The court’s current term runs from October to the end of June. To adjust to the postponements, the court may need add to the number of arguments it is scheduled to hear in April, for instance, or hold some cases over to its following term, which is scheduled to begin in October.
In addition to Trump’s tax cases scheduled for March 31, the justices were set to hear a major business dispute on March 24 between technology heavyweights Google (GOOGL.O) and Oracle Corp (ORCL.N) over software copyrights.
The postponement of Supreme Court arguments in such circumstances is very rare. The court postponed its October 1918 arguments in response to the Spanish flu epidemic, Arberg said. Yellow fever outbreaks forced the court to shorten its argument calendars in August 1793 and August 1798 in response to yellow fever outbreaks, she added.
Trump lost in the lower courts in the three cases involving his financial records.
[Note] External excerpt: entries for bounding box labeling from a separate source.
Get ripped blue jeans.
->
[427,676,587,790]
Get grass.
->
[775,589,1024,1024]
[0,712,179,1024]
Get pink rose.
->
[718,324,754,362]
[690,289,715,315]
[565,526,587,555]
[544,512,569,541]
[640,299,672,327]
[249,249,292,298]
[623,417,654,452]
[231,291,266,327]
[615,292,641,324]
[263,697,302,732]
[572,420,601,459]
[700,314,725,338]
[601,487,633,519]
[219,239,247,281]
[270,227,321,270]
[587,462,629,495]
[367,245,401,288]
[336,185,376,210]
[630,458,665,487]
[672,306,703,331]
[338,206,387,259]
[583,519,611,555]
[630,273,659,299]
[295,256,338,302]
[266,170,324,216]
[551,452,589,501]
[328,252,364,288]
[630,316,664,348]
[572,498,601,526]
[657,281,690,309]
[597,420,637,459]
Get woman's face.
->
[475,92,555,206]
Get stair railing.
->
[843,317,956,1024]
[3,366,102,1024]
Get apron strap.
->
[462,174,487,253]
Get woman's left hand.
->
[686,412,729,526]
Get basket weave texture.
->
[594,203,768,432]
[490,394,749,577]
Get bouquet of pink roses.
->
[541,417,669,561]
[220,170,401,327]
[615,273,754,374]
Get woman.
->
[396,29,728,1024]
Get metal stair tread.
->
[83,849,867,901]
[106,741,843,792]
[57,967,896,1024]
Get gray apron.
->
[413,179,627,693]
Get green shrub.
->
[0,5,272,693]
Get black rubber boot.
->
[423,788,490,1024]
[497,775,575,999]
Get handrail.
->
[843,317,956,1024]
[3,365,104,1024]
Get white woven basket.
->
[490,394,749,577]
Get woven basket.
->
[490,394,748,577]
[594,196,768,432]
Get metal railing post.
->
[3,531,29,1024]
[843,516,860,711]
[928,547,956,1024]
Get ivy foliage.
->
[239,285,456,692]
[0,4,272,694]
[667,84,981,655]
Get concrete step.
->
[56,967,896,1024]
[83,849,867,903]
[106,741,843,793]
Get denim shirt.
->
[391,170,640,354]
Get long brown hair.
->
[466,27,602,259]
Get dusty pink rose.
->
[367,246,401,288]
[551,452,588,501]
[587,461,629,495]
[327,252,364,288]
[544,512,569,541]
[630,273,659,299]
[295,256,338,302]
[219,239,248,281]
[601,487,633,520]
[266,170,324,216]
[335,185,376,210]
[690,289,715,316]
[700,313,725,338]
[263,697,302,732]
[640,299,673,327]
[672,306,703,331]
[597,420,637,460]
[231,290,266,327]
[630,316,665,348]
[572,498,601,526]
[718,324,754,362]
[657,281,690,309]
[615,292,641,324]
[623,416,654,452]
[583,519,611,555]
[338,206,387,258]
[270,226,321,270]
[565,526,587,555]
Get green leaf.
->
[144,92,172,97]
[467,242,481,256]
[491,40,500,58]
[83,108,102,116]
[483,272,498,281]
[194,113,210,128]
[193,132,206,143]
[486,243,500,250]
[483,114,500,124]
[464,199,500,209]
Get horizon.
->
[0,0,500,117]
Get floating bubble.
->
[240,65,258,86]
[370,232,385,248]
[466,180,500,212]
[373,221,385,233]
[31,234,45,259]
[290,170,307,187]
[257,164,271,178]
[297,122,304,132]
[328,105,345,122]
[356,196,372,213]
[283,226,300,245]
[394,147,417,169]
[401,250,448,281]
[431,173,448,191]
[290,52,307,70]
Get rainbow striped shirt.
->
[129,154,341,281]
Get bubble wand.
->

Two involve the Republican president’s efforts to ward off congressional subpoenas issued to third parties - Trump’s accounting firm Mazars LLP and two banks, Deutsche Bank AG (DBKGn.DE) and Capital One Financial Corp (COF.N) - demanding his bank records, tax returns and other material.
The other case involves a criminal investigation into Trump and his family real estate business in which the Manhattan district attorney is seeking the president’s tax returns.
Rulings in all the cases for which arguments were postponed were to have been made by the end of the court’s current term.
The justices have already heard arguments in a number of major cases this term, including over abortion rights, LGBT worker protections and Trump’s bid to rescind a program that protects from deportation hundreds of thousands of young immigrants brought to the United States illegally as children.